Service Health

This page provides status information on the services that are part of Google Cloud. Check back here to view the current status of the services listed below. If you are experiencing an issue not listed here, please contact Support. Learn more about what's posted on the dashboard in this FAQ. For additional information on these services, please visit https://cloud.google.com/.

Incident affecting Google BigQuery

Elevated error rates for API and Web UI

Incident began at 2015-05-07 20:45 and ended at 2015-05-07 21:20 (all times are US/Pacific).

Date Time Description
8 May 2015 21:08 PDT

SUMMARY:

On Thursday 7 May 2015, requests to the Google BigQuery Web UI and APIs experienced errors for a total duration of 2 hours and 9 minutes over two separate periods. We understand the high level of reliability that is demanded and expected of a service like BigQuery and apologize for the disruption. We are taking immediate actions to ensure we minimize the risk of this issue repeating itself.

DETAILED DESCRIPTION OF IMPACT:

On Thursday 7 May 2015 from 20:45 to 21:20 PDT and on Friday 8 May from 03:13 to 04:47, requests to the Web UI resulted in the page hanging with the message “Loading BigQuery…”. Additionally, when accessing BigQuery via the API, users would have seen responses with error code 400 or 500.

ROOT CAUSE:

A routine software upgrade to the authorization process in BigQuery had a side effect of reducing the cache hit rate of dataset permission validation. A particular query load triggered a cascade of live authorization checks that fanned out and amplified throughout the BigQuery service, eventually causing user visible errors as the authorization backends became overwhelmed. As a byproduct, error rates for the service increased as individual requests failed to authorize.

REMEDIATION AND PREVENTION:

Google engineers were able to identify and cancel problematic in-flight BigQuery queries that were causing a high number of retries to the permissions validation backend. To prevent a recurrence of this issue, engineers temporarily disabled the retry of these queries to prevent retries from amplifying the effect of unhealthy permission validation backends. Google engineers were also able to adjust the retry parameters of the authorization system to return cache hit rates to normal. As the system stabilized, BigQuery engineers were able to gradually allow query traffic to flow in and re-enabled permission validation, restoring service.

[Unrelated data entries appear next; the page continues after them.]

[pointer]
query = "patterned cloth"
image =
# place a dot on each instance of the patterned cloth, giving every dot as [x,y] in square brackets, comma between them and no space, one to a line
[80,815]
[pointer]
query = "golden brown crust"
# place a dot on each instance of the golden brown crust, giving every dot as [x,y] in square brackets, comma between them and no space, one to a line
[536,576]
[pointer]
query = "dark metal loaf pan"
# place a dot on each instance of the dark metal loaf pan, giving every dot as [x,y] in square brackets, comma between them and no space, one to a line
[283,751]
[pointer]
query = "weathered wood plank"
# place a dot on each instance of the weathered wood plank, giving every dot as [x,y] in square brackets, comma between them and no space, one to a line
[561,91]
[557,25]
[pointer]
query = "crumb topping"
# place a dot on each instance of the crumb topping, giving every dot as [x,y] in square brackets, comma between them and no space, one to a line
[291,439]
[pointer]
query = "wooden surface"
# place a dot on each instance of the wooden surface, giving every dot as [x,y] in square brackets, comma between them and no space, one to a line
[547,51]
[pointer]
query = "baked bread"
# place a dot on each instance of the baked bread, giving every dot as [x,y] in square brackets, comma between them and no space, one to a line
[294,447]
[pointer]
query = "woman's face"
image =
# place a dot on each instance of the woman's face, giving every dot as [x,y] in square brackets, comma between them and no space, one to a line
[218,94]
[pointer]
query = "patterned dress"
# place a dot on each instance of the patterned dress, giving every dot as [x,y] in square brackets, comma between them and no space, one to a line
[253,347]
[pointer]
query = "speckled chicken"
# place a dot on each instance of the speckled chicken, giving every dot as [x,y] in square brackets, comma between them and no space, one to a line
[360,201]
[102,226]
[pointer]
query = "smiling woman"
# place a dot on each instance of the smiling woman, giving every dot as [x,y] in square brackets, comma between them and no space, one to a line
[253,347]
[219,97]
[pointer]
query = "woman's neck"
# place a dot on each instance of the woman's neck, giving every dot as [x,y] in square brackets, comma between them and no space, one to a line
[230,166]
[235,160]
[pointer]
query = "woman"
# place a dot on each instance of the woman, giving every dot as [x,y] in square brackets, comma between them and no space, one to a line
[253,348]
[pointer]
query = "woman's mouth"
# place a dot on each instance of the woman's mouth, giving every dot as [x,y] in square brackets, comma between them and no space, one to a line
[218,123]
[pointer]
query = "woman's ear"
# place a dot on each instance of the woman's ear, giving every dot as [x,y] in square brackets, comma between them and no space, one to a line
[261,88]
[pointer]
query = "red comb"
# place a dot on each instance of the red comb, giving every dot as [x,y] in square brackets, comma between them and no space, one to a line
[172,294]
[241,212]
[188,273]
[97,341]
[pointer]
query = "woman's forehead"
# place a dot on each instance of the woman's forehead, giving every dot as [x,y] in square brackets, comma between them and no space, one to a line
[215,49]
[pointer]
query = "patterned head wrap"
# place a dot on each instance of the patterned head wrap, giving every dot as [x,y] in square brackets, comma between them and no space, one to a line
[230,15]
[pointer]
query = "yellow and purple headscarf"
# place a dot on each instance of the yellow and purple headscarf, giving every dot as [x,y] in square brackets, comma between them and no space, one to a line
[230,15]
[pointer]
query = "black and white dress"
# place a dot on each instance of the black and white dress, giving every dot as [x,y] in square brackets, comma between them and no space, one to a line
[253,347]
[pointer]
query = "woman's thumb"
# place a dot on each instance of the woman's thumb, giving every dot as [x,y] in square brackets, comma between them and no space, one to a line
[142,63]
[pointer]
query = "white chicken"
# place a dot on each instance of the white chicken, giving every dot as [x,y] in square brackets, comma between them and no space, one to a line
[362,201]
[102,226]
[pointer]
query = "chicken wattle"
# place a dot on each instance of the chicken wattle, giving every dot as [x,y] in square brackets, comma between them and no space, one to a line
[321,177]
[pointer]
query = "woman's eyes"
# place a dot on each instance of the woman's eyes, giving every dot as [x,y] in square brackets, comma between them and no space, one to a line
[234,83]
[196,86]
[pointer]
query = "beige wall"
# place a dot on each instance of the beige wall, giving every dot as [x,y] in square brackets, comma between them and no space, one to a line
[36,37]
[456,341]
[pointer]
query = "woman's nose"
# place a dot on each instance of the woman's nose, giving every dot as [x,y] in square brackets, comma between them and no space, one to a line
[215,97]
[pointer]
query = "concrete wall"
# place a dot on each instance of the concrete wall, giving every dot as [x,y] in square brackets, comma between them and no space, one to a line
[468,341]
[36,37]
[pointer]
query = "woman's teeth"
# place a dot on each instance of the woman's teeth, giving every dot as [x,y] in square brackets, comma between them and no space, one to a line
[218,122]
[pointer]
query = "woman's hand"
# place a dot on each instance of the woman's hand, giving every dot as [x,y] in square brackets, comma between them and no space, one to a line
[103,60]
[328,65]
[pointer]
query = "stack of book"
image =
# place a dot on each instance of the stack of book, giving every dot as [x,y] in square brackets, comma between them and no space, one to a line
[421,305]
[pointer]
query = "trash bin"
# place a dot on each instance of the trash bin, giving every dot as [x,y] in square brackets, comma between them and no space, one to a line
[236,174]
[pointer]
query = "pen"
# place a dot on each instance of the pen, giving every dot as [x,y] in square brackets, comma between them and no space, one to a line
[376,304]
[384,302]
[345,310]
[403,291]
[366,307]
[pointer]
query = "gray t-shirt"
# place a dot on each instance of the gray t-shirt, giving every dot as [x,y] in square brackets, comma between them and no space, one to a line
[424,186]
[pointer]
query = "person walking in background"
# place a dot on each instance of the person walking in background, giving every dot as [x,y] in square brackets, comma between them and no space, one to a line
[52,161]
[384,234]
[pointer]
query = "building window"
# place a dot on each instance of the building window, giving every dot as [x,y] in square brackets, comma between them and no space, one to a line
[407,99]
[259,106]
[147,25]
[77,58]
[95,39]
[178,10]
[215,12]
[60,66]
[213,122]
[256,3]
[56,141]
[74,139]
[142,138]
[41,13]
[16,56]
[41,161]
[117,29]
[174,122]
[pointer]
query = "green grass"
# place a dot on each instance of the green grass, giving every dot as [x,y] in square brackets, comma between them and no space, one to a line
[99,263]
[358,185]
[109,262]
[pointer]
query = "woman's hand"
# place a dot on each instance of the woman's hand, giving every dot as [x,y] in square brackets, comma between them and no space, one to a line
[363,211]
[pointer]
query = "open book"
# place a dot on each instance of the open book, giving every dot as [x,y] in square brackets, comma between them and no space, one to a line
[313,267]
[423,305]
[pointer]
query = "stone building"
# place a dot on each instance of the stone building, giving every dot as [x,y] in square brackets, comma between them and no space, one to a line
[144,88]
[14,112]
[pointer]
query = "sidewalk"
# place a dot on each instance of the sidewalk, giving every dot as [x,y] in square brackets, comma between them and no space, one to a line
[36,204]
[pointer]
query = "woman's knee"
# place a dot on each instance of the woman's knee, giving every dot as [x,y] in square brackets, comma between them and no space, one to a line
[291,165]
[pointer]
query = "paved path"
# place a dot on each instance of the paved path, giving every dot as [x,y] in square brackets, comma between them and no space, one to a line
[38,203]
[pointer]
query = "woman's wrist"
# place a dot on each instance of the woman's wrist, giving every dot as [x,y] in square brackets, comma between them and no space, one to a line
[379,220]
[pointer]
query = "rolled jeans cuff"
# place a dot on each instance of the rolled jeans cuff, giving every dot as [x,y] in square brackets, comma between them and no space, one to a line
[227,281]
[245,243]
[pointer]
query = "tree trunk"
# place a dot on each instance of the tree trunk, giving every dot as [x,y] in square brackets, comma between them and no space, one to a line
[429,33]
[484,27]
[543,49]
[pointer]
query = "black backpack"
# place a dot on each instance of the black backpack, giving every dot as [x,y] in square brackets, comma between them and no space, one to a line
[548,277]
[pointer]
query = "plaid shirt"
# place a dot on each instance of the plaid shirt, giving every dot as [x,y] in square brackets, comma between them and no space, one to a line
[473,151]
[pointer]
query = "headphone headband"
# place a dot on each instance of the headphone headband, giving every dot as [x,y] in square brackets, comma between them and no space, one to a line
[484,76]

To prevent future recurrences of this issue, Google engineers will change the structure of permissions validation so that continual retries will not destabilize the entire service. This restructuring includes reducing the number of backends that require permissions validation by changing the steps involved in the BigQuery request validation process. Engineers will also introduce safety limits governing communication between BigQuery and the permissions validation system. Google engineers are also adding additional monitoring to better detect and potentially preemptively mitigate issues of this nature.

8 May 2015 05:12 PDT

The issue with Bigquery elevated error rates for API and Web UI should be resolved for all affected users as of 2015-05-08 04:47 (all times are in US/Pacific). We will provide a more detailed analysis of this incident once we have completed our internal investigation

8 May 2015 04:27 PDT

We are still investigating the issue with Bigquery elevated error rates for API and Web UI. We will provide another status update by 2015-05-08 05:30 (all times are in US/Pacific) with current details.

8 May 2015 04:05 PDT

We are experiencing a recurrence of this problem starting at 03:00 US/Pacific time on Friday 2015-05-08. We will provide an update by 04:30 US/Pacific time.

7 May 2015 22:44 PDT

We experienced an issue with the Google BigQuery Web UI and BigQuery APIs, beginning at 2015-05-07 20:45 (all times are in US/Pacific). The issue should be resolved as of 2015-05-07 21:20. We will conduct an internal investigation of this issue and make appropriate improvements to our systems to prevent or minimize future recurrence.